The great Don Boudreaux of George Mason University drew my attention to the Minutes of the Fed’s Federal Open Market Committee of June 12-13, in which the “Staff Review of the Economic Situation” contains the following lines (on page 4):

Net exports made a negligible contribution to real GDP growth in the first quarter, with growth of both real exports and real imports slowing from the brisk pace of the fourth quarter of last year. After narrowing in March, the nominal trade deficit narrowed further in April, as exports continued to increase while imports declined slightly, which suggested that net exports might add modestly to real GDP growth in the second quarter.

This is telling us that “net exports” (exports minus imports) bring a positive “contribution” to GDP growth when they increase (as they did in the first quarter of 2018), and a negative contribution when they decrease. This implies that exports “add” to GDP and that imports subtract from it, which is not true.

To confirm what the FOMC is saying, look the Minutes of its March Meeting, which related to the fourth quarter of 2017, when “net exports” had decreased (that is, imports had increased more than exports). The Staff Review of the Economic Situation says (on p. 3):

The change in net exports was a significant drag on real GDP growth in the fourth quarter of 2017, as imports grew rapidly.

Contrary to what the FOMC says, net exports or net imports cannot affect the calculation of GDP for the very simple reason that imports do not enter into GDP at all. By definition, GDP is domestic production (that’s the “D” and the “P” in GDP, or gross domestic product), so it includes only exports. Exports are part of GDP; imports are not.

I explained this accounting point in a 2016 Regulation article as well as in my EconLog post “Misleading Bureaucratese” (October 30, 2017). My new book (What’s Wrong with Protectionism? Rowman & Littlefield, 2018) repeats the explanation.

My argument is congruent with standard GDP accounting, in the United States as in other countries. It is summarized on page 2-9 of the Bureau of Economic Analysis’s Concepts and Methods of the U.S. National Income and Product Accounts (November 2017), from which I quote in another EconLog post. The BEA is the federal bureaucracy responsible for the US national accounts.

Protectionists claim that more imports imply less GDP because they view imports as substituting for domestic production (instead of being purchased by domestic production). This protectionist theory contradicts standard economic theory, but it is not logically invalid. However, claiming that imports reduce GDP as a matter of accounting is logically false.

One of the formulas for calculating GDP says (in a simplified form) that GDP = expenditures by residents + exports – imports. These last two terms may look like “net exports” but this is just a statistical artefact. Imports are subtracted in the formula for the only reason that that are inadvertently captured in the estimate the statisticians obtain for the expenditures by residents, and have to be removed because GDP is domestic production. This does not mean that imports are deducted from GDP, but that they are not part of it.

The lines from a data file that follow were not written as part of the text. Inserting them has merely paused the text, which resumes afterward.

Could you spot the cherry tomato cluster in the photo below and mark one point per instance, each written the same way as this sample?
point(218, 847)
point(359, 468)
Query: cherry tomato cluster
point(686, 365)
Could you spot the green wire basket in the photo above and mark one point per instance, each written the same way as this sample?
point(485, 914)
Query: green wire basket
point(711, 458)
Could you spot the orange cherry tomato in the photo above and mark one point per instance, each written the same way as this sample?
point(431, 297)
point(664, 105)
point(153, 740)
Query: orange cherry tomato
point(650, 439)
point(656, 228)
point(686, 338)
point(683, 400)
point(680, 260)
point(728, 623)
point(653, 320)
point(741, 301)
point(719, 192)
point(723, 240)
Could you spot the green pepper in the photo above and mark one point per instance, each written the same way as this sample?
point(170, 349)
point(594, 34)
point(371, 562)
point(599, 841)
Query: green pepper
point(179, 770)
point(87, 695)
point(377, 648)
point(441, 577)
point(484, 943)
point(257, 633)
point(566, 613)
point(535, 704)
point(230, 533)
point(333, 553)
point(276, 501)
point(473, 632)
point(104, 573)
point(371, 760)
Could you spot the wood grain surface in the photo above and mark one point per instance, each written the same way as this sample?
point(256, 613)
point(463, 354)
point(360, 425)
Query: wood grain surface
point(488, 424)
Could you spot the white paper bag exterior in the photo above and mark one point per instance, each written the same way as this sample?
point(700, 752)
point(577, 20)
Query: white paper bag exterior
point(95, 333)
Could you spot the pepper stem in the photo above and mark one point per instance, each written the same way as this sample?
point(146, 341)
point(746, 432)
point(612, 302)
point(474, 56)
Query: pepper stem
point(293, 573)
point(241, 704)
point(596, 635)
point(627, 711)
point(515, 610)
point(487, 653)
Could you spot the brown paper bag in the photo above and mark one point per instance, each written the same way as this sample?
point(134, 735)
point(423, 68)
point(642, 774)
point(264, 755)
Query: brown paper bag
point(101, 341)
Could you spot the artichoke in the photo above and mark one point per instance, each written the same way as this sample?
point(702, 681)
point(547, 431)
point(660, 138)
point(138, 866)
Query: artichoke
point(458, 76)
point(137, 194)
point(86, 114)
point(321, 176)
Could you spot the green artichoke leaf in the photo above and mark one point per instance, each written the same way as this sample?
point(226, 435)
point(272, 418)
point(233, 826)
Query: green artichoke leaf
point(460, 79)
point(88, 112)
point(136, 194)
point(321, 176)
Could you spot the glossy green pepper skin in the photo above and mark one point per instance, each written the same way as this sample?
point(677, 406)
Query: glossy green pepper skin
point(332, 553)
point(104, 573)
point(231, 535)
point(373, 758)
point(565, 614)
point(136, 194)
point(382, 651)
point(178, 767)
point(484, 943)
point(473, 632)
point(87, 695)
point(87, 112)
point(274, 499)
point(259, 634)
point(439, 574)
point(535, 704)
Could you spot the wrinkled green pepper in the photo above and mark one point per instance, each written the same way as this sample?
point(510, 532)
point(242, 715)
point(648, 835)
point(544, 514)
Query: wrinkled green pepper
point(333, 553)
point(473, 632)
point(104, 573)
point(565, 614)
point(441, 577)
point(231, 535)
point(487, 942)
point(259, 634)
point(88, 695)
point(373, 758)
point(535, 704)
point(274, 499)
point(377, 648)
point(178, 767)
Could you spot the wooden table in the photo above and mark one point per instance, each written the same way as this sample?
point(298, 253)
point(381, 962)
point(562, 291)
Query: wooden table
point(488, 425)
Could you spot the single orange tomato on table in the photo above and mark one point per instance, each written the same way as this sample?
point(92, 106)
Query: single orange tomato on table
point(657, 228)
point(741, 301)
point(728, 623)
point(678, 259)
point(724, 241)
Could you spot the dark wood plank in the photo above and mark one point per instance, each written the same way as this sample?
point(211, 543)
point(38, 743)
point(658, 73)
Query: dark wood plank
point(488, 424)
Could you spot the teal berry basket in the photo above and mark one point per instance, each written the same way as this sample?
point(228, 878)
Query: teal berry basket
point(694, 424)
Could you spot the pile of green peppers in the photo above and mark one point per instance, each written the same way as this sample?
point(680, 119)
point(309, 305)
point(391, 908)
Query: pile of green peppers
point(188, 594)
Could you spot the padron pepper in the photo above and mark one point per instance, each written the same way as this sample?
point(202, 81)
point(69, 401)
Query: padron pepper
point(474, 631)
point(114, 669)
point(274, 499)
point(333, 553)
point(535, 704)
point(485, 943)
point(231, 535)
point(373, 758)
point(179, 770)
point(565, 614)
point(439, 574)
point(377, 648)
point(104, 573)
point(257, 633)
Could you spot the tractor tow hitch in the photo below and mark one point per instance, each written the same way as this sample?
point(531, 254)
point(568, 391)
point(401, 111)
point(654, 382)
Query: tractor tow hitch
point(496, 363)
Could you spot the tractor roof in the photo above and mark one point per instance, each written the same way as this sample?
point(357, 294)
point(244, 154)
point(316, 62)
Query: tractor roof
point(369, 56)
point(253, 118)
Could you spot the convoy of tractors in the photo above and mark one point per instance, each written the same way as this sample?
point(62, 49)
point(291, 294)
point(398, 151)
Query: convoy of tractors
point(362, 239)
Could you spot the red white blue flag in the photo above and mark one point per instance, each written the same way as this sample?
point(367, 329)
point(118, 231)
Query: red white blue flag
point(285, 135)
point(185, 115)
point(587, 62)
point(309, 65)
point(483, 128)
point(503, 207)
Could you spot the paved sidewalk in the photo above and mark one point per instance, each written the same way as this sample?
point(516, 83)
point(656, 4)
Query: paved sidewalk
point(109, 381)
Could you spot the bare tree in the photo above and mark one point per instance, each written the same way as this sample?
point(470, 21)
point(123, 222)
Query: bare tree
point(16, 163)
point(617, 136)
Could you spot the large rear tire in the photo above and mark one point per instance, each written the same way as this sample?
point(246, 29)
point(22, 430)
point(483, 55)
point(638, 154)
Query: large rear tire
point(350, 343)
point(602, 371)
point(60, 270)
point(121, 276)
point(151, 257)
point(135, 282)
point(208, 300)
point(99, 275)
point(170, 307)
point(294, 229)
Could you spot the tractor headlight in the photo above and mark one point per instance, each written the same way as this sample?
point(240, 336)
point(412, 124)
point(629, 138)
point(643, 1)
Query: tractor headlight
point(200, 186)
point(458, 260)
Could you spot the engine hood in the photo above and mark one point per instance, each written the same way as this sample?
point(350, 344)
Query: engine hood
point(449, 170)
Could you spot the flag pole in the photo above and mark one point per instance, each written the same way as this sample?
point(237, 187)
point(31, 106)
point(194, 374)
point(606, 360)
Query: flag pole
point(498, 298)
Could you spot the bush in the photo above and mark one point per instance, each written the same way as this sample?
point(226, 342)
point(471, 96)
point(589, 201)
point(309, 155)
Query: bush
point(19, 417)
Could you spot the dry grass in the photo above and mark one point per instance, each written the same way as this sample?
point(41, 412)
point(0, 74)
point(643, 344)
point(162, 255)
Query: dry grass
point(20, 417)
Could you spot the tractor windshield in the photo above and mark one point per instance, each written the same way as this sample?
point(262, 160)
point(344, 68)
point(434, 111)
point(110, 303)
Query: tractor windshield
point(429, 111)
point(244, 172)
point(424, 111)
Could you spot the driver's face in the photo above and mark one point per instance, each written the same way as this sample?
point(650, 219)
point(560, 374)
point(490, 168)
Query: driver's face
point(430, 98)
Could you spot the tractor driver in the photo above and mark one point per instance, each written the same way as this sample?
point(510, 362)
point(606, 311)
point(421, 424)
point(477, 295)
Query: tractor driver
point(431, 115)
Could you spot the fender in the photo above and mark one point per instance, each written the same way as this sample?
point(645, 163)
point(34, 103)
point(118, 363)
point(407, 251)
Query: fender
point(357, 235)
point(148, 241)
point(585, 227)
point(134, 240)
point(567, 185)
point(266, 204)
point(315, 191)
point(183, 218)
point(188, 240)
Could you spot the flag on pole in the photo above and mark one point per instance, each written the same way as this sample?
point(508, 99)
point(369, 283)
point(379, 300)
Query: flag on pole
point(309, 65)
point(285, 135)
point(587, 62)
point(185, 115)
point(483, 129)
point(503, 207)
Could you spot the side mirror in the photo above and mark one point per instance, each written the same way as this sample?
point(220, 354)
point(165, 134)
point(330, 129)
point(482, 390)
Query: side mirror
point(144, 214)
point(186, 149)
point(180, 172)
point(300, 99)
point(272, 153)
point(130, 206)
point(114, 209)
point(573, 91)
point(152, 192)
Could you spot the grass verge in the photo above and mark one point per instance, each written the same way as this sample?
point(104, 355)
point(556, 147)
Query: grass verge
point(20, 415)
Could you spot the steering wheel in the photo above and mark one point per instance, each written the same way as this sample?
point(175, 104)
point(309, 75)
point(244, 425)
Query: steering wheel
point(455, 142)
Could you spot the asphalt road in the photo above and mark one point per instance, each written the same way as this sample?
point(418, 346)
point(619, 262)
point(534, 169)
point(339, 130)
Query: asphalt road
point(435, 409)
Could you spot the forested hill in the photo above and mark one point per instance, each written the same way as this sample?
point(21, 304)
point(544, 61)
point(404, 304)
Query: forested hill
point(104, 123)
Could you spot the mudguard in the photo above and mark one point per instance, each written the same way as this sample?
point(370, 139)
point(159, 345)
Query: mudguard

To better understand, consider the following analogy. Suppose the empty weight of your pickup truck is 3 tons. You put a payload—say, a chunk of rock—of 1 ton on the pickup bed. If you now weigh your pickup, the balance will indicate 4 tons, its loaded weight. Empty weight = loaded weight – payload. You can calculate the pickup’s empty weight by weighing it loaded and deducting the weight of the rock. You deduct the weight of the rock because it was already included in the weight of the loaded truck. It would be nonsensical to say that if you had loaded the truck with a heavier rock, the truck’s empty weight would have decreased. It is nonsensical because the loaded weight would have increased by the same amount, which would have cancelled the increase in the payload’s weight. In other words, it is not true that the weight of the rock is deducted from, or makes a negative contribution to, the empty weight of the truck; the weight of the rock is simply not part of the empty weight of the truck.

The error that imports count as a negative contribution to GDP is commonly made by journalists who know little economics or by politicians with an interest in blaming imports for lower GDP. How the FOMC can commit such an elementary economic error is puzzling. The Fed is probably the largest employer of economists in the US, and any of the latter should have known that the statement quoted above is either false or very sloppy.

When I was working on my Regulation article, I wrote to the BEA. I pointed out that their usual formulation in their public communications was misleading because it suggested that imports reduce GDP as a matter on accounting. In an email of June 19, 2015, the BEA argued that this is not what they mean to say. I quote from their email to me (emphasis mine):

The reason imports are a subtraction in the calculation of GDP (C + I + G + +X – M) is because imported goods and services are included in the value of consumer spending (C), business investment (I), and government consumption expenditures and gross investment (G).  Because we only want to measure what is produced domestically, we therefore must subtract imports in the equation to ensure that imports do not enter into our value of domestic product (GDP).

The text in the GDP news release reads “imports, which are a subtraction in the calculation of GDP…”, correctly identifies imports as a subtraction in the calculation of GDP without saying it “contributes” to GDP in any way

Why do Federal Reserve economists say the contrary, implying that imports (as part of “net exports”) contribute negatively to GDP?